Juppé a cessé de cotiser au parti qui lui a assuré la carrière que l’on sait et, par le fait même, dévoilé ce qu’il a toujours été : un membre caricatural de la caste qui a géré et continue de gérer le déclin et la décadence de la .

« Le meilleur d’entre nous », selon Chirac, a toujours fait preuve d’une arrogance froide et d’un mépris peu compatible avec l’esprit de la démocratie française. On cherche, en vain, dans son parcours les raisons du respect admiratif qu’il suscite.
Interrogé, le 2 octobre 2014, par Pujadas au sujet des “états généraux de l’immigration” du RPR du 31 mars 1990 qui proposaient la fermeture des frontières, l’incompatibilité de l’islam avec la France et la préférence nationale, a paru surpris. Celui qui était à l’époque secrétaire général du RPR s’est vite repris : “Vous avez marqué un point”. Tout est dit.

Les idées et les valeurs, en politique, n’ont d’importance que pour la plèbe ignorante. Mais le parcours du génie est semé d’erreurs et de fautes. Passons sur celles qui lui ont valu d’être condamné.

En revanche, ce sont les bourdes politiques qui doivent d’abord retenir l’attention. Bénéficiant toujours du succès du mouvement conduit par Chirac et animé par Pasqua, il s’est fait élire à Paris. Sans doute est-il considéré comme un excellent maire de Bordeaux, mais cette ville, dirigée par Jacques Chaban-Delmas depuis le lendemain de la Seconde Guerre mondiale, n’a jamais été à gauche et lui a été offerte en héritage.
Sur le plan national, le bilan est beaucoup moins brillant. À deux reprises, en 1986, lorsqu’il est au Budget, puis en 1993, quand il participe à son gouvernement, Juppé est aux côtés d’Édouard Balladur. En 1995, il choisit néanmoins de soutenir Chirac et de participer à son élection, grâce à une campagne démagogique au nom de la lutte contre la fracture sociale. Devenu Premier ministre, il continue d’une manière plus brutale et moins habile la politique de redressement voulue par Balladur : privatisations maladroites, augmentation de la pression fiscale de l’ISF à la CSG et tentative de modification des régimes spéciaux des retraites.

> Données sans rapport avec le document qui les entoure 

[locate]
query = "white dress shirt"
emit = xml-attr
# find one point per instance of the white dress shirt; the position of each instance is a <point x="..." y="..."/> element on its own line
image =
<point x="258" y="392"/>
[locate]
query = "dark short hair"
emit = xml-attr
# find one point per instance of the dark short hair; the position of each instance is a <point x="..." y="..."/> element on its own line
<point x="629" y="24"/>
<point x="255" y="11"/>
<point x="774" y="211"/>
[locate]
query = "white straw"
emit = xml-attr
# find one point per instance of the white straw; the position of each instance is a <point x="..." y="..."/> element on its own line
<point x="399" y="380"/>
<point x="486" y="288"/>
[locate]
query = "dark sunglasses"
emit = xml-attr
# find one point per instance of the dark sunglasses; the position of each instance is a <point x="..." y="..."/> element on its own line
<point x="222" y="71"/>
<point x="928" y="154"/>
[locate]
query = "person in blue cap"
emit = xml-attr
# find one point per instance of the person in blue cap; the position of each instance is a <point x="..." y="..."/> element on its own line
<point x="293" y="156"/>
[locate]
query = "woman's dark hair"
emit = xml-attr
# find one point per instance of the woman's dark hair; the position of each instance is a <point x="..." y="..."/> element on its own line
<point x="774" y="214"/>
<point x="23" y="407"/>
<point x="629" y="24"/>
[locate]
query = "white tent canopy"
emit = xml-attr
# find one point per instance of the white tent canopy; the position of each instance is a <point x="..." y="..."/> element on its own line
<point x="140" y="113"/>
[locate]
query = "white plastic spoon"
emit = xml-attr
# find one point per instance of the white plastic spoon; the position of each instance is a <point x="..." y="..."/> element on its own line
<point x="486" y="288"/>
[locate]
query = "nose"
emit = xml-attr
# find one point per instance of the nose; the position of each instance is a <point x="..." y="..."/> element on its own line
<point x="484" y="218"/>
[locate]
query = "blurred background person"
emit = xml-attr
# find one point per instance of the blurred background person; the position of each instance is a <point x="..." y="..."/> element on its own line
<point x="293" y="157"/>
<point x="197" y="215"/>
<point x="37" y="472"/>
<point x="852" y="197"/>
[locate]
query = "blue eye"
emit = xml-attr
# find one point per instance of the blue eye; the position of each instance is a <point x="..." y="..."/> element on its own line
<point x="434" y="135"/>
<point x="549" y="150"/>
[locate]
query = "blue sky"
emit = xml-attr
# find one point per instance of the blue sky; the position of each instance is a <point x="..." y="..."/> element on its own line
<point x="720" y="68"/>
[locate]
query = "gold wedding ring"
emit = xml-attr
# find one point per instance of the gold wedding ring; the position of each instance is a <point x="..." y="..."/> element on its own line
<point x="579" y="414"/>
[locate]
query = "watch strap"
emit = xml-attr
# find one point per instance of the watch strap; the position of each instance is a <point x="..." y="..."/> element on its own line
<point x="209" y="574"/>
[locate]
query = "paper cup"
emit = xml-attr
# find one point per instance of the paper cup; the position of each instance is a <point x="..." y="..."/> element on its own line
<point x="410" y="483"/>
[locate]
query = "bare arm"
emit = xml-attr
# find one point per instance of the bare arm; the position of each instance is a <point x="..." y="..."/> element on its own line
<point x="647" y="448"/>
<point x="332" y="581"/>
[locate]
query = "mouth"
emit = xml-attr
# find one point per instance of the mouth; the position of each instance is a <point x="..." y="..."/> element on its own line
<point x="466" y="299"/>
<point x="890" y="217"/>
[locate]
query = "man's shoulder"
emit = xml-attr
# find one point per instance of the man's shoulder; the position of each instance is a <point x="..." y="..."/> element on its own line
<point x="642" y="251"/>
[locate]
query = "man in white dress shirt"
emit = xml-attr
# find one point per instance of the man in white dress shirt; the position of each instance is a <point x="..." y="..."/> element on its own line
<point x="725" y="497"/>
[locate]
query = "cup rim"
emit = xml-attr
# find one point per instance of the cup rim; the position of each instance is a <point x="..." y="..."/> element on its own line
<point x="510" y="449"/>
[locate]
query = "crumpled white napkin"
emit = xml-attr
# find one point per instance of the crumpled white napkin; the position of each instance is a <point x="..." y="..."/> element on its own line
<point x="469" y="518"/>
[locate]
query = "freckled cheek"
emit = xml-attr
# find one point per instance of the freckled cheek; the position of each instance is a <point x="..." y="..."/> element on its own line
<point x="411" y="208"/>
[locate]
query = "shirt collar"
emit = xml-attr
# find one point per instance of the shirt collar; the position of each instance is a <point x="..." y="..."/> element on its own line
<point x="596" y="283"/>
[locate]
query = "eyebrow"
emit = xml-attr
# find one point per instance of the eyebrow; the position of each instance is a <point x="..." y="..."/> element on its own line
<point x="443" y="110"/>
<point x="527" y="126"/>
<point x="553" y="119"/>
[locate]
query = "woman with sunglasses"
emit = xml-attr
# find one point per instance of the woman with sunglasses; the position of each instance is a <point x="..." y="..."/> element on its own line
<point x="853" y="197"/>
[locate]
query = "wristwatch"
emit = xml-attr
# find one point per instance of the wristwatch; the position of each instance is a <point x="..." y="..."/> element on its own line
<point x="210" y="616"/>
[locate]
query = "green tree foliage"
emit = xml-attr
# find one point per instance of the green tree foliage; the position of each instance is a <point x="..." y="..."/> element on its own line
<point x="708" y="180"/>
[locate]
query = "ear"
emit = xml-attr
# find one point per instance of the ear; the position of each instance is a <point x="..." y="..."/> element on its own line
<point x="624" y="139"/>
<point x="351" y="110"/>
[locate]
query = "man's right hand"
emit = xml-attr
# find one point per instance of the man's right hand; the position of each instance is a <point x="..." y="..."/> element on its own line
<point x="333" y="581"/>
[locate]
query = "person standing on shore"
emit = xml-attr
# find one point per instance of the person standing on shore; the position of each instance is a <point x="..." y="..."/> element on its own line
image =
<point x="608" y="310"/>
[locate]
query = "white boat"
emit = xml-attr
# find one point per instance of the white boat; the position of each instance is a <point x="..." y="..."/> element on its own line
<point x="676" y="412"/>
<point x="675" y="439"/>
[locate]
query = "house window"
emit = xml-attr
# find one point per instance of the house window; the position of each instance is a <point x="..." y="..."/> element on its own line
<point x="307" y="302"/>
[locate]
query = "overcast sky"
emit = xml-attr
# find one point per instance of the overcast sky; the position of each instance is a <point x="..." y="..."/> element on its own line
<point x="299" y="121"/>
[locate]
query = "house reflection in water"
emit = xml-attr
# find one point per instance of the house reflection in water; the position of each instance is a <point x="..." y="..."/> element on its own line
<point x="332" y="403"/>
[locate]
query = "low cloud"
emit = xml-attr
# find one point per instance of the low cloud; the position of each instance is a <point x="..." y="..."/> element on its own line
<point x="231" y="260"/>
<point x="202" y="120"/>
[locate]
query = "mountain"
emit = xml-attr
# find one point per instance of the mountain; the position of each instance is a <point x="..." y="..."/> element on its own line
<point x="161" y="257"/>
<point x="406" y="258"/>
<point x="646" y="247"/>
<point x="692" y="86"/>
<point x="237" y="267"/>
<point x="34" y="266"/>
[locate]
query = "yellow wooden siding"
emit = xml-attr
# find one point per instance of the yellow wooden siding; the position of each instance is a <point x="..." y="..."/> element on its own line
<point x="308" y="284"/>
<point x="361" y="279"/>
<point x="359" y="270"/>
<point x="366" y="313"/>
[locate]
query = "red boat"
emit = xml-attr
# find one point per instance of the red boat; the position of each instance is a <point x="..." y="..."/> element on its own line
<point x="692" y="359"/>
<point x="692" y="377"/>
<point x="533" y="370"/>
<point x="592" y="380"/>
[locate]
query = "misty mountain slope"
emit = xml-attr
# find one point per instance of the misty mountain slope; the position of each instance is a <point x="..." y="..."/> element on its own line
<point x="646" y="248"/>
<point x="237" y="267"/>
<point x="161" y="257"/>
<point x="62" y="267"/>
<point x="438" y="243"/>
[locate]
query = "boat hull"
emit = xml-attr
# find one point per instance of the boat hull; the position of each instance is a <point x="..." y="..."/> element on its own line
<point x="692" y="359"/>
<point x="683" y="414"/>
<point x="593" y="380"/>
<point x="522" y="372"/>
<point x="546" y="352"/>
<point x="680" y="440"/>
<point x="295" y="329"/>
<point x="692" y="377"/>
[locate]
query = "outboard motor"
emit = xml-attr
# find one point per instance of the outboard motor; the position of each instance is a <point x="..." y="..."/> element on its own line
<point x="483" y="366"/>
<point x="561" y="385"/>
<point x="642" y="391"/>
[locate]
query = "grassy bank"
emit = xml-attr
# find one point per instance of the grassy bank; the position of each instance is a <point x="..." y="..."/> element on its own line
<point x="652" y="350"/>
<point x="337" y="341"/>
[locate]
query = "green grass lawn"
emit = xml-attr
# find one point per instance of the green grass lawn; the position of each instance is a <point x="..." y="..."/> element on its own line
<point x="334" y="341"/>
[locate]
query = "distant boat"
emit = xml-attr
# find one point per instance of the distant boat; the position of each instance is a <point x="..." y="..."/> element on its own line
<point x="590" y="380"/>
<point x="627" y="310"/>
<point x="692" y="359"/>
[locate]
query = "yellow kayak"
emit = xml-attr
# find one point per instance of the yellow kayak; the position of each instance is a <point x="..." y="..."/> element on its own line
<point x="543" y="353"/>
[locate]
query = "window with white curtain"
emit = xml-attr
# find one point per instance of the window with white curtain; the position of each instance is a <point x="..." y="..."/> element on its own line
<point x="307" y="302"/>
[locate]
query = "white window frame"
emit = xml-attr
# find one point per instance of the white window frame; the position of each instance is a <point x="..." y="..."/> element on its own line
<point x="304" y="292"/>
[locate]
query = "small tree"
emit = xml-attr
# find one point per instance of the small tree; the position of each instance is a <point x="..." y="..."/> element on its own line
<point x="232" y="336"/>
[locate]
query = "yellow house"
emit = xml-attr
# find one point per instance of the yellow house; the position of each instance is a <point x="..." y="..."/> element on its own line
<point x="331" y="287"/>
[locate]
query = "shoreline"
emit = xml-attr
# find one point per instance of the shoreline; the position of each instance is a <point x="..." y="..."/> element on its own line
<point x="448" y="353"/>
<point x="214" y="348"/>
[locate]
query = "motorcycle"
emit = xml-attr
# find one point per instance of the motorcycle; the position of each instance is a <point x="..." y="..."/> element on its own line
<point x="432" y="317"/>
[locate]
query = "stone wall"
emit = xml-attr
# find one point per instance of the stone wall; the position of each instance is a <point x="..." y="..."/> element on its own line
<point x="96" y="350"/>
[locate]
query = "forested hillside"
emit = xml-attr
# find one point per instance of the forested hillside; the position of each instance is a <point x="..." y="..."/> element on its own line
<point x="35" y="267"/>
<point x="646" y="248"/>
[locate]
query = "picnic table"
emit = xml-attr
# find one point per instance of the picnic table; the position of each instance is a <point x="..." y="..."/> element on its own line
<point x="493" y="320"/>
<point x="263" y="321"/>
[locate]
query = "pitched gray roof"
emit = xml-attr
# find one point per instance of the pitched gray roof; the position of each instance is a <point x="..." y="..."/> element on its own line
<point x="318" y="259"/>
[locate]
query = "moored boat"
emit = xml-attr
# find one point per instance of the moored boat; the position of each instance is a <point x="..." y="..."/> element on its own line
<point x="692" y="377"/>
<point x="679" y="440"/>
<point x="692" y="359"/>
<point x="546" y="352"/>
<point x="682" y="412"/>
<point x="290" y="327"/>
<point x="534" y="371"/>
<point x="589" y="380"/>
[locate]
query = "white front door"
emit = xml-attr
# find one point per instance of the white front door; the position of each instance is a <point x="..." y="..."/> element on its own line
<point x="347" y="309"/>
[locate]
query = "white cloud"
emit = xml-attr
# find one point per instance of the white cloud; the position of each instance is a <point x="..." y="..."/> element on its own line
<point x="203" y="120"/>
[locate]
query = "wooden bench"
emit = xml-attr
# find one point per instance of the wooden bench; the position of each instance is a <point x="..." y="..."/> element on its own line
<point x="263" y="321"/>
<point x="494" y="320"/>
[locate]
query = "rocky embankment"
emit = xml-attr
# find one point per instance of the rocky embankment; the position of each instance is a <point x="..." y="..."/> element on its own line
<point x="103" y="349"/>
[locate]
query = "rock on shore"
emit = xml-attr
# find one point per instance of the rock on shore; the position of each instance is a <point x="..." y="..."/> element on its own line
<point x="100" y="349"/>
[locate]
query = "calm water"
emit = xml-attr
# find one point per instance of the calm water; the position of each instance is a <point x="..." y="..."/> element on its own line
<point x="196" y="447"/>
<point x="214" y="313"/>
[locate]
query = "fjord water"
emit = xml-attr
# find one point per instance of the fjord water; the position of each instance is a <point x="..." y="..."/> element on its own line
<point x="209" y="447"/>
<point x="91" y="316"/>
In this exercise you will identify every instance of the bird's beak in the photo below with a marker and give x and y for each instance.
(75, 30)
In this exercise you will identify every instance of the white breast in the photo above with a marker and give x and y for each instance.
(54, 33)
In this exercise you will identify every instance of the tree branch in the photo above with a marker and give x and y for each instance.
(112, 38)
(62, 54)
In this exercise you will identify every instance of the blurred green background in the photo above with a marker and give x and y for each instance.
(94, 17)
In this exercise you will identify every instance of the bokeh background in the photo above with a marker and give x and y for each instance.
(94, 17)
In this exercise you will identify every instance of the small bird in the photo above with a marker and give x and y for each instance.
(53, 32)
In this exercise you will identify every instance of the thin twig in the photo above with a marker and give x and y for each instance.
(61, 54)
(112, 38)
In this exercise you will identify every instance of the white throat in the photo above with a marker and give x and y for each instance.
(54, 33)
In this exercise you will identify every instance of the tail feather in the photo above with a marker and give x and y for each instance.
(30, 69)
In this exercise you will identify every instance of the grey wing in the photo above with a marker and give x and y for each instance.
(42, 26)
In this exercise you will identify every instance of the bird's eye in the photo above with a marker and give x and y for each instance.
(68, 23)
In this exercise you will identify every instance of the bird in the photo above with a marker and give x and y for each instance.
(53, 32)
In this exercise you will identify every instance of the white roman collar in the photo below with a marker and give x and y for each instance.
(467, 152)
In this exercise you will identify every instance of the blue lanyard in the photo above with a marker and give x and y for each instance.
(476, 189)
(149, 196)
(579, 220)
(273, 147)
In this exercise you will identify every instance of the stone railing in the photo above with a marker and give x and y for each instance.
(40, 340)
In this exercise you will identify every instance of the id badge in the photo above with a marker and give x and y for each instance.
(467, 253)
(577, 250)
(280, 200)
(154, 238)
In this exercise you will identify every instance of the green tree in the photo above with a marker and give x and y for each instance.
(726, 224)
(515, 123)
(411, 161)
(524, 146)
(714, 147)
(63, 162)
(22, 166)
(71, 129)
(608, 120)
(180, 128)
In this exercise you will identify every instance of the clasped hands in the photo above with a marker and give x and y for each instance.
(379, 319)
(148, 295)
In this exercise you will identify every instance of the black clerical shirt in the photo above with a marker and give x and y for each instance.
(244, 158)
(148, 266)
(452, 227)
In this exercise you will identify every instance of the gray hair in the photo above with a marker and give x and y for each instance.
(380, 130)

Son impopularité s’envole. Après avoir congédié les “Jupettes” sans ménagement, le Premier ministre s’associe au secrétaire général de l’Élysée, Dominique de Villepin, pour suggérer au Président la dissolution de l’Assemblée nationale. Cette incompréhensible décision ramena la gauche au pouvoir.

Cinq années pendant lesquelles la gauche profita de la croissance mondiale d’alors et ajouta, aux mesures de 1981 et de 1988, de nouveaux boulets aux pieds de l’économie française et développa sans vergogne des politiques laxistes sur le plan de l’immigration et de la sécurité.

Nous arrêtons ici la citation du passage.